Oliva: James is a really interesting artist. I think he has a pretty unique vision. He has a unique way to communicate complex thoughts—a very clean way. This reflects definitely in his art.

Clar: My art now is more about conceptual narratives. I’m interested in technology and how technology has kind of skewed our view of reality. Gravitational Collapse is a light sculpture created using LERA+’s plug-in that we developed that allowed me to create a more abstracted form than I had done before. The plug-in has allowed me to explore more expressive or abstracted structures. Before, the geometry was a lot more rigid and more, like, parallel or set angles. But now I can do kind of off-angles. So, before, it’d be 45-degree angles or 15-degree angles, but now I can just kind of pretty much do any sort of angle. So it’s opened up a lot more possibilities. 

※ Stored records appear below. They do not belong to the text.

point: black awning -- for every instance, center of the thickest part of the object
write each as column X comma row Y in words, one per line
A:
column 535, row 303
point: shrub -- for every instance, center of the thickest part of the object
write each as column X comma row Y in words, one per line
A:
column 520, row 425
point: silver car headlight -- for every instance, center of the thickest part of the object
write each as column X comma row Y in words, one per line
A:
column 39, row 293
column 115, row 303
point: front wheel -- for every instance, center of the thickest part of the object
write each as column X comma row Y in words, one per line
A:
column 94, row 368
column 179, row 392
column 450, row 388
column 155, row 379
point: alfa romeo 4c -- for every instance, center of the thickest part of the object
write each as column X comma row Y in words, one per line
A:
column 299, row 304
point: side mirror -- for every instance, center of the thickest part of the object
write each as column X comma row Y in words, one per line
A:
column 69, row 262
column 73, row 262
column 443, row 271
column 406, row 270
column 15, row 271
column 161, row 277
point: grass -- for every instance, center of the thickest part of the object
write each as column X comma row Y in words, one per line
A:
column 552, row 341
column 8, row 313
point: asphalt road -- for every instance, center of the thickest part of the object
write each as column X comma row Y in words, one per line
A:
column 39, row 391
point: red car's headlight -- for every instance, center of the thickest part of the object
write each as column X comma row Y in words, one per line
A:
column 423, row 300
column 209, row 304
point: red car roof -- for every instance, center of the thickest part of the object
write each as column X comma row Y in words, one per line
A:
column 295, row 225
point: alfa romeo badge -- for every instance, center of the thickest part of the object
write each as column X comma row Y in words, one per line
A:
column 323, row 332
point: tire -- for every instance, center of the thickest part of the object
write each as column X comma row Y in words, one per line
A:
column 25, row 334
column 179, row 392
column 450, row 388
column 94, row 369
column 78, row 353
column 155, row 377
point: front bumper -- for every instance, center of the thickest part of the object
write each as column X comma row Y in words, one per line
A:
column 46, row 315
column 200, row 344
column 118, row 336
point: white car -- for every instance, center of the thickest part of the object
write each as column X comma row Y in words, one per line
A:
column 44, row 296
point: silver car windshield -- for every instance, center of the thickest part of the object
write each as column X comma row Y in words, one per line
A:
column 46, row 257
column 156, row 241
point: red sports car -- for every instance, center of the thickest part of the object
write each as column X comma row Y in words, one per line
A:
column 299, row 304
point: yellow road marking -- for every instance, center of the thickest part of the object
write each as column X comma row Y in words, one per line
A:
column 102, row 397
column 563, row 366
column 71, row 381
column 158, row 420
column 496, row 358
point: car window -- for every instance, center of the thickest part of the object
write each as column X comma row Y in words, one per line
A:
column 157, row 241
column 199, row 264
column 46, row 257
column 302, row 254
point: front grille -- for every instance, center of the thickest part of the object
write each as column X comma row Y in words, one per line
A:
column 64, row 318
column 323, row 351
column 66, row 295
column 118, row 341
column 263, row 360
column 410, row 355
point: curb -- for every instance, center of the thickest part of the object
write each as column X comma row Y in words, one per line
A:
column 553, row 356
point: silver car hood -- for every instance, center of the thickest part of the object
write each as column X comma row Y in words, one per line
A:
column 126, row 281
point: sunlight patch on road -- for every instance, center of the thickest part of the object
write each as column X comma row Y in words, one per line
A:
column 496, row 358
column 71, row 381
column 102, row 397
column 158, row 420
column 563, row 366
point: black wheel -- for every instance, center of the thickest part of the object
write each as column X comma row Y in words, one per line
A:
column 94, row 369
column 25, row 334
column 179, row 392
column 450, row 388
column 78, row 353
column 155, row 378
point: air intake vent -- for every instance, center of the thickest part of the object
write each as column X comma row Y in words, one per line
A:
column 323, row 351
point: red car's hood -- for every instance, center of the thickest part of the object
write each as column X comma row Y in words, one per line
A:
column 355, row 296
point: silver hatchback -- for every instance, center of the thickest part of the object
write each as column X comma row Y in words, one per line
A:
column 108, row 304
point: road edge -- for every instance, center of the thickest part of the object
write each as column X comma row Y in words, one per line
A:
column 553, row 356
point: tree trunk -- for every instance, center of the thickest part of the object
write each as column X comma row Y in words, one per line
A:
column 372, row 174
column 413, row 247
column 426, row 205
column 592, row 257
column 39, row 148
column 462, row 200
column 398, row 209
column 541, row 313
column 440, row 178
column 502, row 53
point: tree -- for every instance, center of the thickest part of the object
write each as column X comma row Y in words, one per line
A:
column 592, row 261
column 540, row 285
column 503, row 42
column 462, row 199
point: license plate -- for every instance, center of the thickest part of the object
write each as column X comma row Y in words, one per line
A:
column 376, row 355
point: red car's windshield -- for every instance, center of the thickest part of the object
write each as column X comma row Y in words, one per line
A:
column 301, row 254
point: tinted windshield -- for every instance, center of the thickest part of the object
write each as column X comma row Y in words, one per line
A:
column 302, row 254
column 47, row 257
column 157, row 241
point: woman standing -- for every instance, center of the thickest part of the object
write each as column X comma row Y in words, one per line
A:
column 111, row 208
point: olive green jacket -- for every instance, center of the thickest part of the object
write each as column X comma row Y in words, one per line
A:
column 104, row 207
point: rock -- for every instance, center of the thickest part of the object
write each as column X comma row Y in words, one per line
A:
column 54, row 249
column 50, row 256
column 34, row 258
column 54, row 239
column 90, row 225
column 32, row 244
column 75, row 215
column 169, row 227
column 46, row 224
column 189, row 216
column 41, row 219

Oliva: There were different challenges in James’s project. One of them was the fact that we needed to fit an LED and a wire for each single LED within a shape that was basically this big [gestures], so you can understand how tight that space can be. James wanted to actually use different kinds of LEDs, so one of the plug-ins [had] to adapt to different sizes for different LEDs that he was using.

Sekhar: What we’ve done in this plug-in is that we’ve minimized the amount of material that we use at each connection, so I’m making sure that each connection is very minimal so that when you 3D print, it costs as little as possible.

Clar: The connection points are very important to the structural pieces that I’m doing, because they hold the lights in place. So they create the structural form, but they also pass the electricity from one light to the next. It’s aesthetic, but it’s also part of the sculpture itself. I think without LERA+ I wouldn’t have tried to tackle that piece itself because then I think it just would have been kind of a black hole.

Sekhar: It’s great to see how our work lets people focus on the big picture instead of focusing on the details in dealing with them. The biggest reward is actually seeing what you do come to life and also how it affects other people.

Oliva: There is a lot in the future of LERA+. I believe that, as a group, we’ve grown. The group was started four years ago; now, we are five people to date in the group. And we’ve tackled so many different markets, and we’ve been successful in different markets. We don’t want to stop, because we are interested in expanding and finding more creative people out there.

Clar: My relationship with LERA+ has definitely enabled me to create new forms, develop new concepts, but also bring about a practical end to the application or to those concepts to create the idea and then make it a reality.